Less than six months after she started work with the city, Independence Power & Light's general manager is out.

Brenda Hampton, who was named general manager in December and started work with Independence in January, has left her position, city officials confirmed. The nature of her departure is not clear, and Hampton, like most city employees, did not have a contract, the city clerk's office said, so any possible severance or settlement is unknown.

City Manager Zach Walker said Friday afternoon he would not comment at the moment, being a personnel matter. Per the charter, only Walker can directly hire or fire employees on the staff.

Hampton did not return a message seeking comment.

Hampton's salary for a full-year, based on her hourly rate and a 40-hour work week, would be about $172,400, the clerk's office said.

Hampton, a Kearney, Missouri native, had been director of regulatory policy at Texas-based Vistra Energy for two years and essentially replaced Andy Boatright, the former IPL deputy director who resigned a year ago.
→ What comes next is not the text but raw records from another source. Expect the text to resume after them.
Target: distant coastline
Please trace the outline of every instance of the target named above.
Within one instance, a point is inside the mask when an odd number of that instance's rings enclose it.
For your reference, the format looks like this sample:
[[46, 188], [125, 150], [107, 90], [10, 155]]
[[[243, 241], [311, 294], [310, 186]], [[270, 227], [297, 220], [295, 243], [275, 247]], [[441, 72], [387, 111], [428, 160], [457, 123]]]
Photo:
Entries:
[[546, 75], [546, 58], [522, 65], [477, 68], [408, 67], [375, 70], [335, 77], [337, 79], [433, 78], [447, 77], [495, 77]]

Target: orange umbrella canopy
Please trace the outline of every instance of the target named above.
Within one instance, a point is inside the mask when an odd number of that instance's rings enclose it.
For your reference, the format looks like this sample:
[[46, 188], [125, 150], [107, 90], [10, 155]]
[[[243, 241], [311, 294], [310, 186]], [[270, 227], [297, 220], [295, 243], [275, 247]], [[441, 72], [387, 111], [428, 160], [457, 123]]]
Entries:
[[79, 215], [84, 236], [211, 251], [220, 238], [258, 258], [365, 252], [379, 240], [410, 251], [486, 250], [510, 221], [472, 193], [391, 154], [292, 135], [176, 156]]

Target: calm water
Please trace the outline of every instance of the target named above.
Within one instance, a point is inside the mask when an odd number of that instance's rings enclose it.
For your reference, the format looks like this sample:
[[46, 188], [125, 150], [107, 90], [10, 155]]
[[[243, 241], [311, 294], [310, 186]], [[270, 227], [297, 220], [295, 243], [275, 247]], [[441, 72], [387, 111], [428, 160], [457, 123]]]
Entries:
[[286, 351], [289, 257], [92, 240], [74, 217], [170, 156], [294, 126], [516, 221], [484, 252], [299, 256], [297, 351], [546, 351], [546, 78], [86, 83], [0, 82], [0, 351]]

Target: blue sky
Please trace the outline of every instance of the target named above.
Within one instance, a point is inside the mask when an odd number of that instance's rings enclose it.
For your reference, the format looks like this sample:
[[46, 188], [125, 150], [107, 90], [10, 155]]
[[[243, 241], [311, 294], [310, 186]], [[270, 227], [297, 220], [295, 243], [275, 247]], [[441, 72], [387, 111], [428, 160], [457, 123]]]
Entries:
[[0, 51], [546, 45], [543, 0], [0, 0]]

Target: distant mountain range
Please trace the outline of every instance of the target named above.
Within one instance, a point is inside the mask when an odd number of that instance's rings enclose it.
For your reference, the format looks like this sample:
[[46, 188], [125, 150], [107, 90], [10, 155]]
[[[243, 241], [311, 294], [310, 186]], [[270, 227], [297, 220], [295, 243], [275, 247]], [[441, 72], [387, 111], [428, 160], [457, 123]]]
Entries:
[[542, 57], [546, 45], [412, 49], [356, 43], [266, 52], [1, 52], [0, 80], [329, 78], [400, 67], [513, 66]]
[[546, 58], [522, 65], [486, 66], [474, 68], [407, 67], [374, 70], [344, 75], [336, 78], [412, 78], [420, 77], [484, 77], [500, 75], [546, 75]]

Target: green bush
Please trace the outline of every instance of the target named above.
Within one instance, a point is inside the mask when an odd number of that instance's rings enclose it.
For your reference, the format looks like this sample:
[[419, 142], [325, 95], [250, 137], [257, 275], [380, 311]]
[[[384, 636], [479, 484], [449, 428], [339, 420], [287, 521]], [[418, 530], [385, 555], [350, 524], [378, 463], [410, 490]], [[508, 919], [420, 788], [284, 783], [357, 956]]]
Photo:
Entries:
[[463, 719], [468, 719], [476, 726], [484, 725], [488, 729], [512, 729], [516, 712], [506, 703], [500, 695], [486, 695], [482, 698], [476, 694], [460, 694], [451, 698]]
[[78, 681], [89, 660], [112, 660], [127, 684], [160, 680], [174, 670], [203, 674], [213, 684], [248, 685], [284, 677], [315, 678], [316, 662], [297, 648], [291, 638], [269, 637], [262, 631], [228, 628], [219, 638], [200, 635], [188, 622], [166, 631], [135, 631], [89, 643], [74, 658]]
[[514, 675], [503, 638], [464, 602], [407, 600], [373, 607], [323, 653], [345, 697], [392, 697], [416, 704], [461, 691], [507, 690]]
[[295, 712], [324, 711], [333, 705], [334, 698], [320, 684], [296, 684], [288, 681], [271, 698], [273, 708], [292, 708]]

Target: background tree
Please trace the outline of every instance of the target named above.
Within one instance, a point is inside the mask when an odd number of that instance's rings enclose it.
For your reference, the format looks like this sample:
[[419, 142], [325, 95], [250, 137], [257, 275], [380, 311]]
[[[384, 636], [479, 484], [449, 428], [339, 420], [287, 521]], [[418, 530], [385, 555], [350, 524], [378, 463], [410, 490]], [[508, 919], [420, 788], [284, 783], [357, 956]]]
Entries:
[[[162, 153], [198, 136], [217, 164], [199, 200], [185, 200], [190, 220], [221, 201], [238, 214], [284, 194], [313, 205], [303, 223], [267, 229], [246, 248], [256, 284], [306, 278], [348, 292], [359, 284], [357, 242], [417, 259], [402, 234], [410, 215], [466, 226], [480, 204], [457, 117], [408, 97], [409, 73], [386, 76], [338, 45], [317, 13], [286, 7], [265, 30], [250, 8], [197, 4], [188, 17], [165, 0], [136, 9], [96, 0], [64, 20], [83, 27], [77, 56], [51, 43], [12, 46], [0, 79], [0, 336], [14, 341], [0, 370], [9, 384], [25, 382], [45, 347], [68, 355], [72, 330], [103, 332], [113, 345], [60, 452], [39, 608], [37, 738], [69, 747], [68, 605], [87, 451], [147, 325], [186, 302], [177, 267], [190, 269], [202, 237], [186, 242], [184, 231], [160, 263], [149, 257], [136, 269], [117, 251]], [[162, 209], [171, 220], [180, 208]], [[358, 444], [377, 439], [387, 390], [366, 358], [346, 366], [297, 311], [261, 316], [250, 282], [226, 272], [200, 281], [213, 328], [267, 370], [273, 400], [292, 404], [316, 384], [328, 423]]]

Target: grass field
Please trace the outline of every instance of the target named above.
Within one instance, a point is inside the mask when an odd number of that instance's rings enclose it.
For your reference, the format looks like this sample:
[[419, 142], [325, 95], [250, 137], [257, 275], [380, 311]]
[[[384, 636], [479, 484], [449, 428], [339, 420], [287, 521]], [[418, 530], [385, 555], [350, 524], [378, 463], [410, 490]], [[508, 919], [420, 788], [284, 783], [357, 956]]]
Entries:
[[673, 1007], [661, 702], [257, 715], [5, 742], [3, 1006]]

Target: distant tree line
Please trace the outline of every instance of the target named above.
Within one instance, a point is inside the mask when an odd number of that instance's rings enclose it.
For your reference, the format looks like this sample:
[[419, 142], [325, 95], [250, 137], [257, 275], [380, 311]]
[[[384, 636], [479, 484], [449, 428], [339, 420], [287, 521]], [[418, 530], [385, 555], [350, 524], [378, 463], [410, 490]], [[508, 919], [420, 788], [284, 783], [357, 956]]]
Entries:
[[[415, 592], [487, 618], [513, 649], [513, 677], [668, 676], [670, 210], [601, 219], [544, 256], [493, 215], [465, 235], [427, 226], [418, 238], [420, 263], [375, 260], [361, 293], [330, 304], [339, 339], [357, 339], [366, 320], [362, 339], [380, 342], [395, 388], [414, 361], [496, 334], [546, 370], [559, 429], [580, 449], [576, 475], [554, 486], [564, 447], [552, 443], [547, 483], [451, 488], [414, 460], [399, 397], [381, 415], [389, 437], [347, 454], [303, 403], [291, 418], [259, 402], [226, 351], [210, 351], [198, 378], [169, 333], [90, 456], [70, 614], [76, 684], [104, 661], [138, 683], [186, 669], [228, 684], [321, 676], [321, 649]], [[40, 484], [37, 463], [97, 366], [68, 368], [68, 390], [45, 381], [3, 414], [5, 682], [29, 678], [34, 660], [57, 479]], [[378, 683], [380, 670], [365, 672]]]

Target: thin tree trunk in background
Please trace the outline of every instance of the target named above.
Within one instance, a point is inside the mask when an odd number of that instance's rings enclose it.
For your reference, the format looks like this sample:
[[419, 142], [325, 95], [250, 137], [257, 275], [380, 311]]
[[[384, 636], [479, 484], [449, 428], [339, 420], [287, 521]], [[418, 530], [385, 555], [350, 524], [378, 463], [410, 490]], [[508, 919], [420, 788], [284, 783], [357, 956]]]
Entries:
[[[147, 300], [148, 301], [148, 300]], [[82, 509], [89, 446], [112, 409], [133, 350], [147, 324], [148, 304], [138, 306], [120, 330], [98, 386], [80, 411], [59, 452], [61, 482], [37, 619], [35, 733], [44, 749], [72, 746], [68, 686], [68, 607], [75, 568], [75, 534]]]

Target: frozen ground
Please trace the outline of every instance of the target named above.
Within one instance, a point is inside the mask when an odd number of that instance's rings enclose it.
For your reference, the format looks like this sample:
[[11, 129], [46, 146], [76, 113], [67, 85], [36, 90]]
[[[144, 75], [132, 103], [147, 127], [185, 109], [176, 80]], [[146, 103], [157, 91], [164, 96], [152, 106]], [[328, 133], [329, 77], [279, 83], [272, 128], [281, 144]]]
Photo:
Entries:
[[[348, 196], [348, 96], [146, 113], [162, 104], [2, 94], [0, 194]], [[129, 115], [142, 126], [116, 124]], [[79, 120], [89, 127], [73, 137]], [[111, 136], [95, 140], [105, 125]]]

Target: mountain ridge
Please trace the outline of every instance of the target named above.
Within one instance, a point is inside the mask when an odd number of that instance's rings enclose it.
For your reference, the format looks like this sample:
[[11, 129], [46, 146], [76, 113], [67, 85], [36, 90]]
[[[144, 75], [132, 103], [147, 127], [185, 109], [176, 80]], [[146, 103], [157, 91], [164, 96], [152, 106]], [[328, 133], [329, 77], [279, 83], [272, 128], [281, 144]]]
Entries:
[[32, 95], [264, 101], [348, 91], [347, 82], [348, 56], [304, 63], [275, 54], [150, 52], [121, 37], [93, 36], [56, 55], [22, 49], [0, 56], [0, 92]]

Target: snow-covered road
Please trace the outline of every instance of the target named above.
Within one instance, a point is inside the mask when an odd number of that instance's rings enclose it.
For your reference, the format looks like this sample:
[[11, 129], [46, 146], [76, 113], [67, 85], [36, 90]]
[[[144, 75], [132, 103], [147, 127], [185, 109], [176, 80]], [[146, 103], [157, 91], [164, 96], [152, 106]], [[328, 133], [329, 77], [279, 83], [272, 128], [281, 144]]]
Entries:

Boatright resigned the day after he made an impassioned plea to the City Council about several IPL employees whose jobs had been cut by a council majority in an 11th-hour amendment to an already balanced budget. With one flip on another vote, those positions returned to the budget.

Boatright had been hired as assistant director two years earlier and oversaw the request for proposal process for the controversial smart meters, became IPL's acting director in 2017 when Leon Daggett retired, and then was named deputy director later in the year with direct oversight over IPL. Assistant City Manager Mark Randall was made the director of public utilities.

Boatright has now been utilities manager for the city of Zeeland, Michigan for six months.

During Hampton's tenure, the city decided to move forward with a gas-power contract out of Oklahoma – the first step toward closing the aging and expensive gas-fired generator at the Blue Valley power plan – made a 2 percent cut in electric rates and decided to make another 4 percent cut starting in a couple months. Hampton had been charged to work with the city manager's office and find expense cuts to accommodate the rate cut.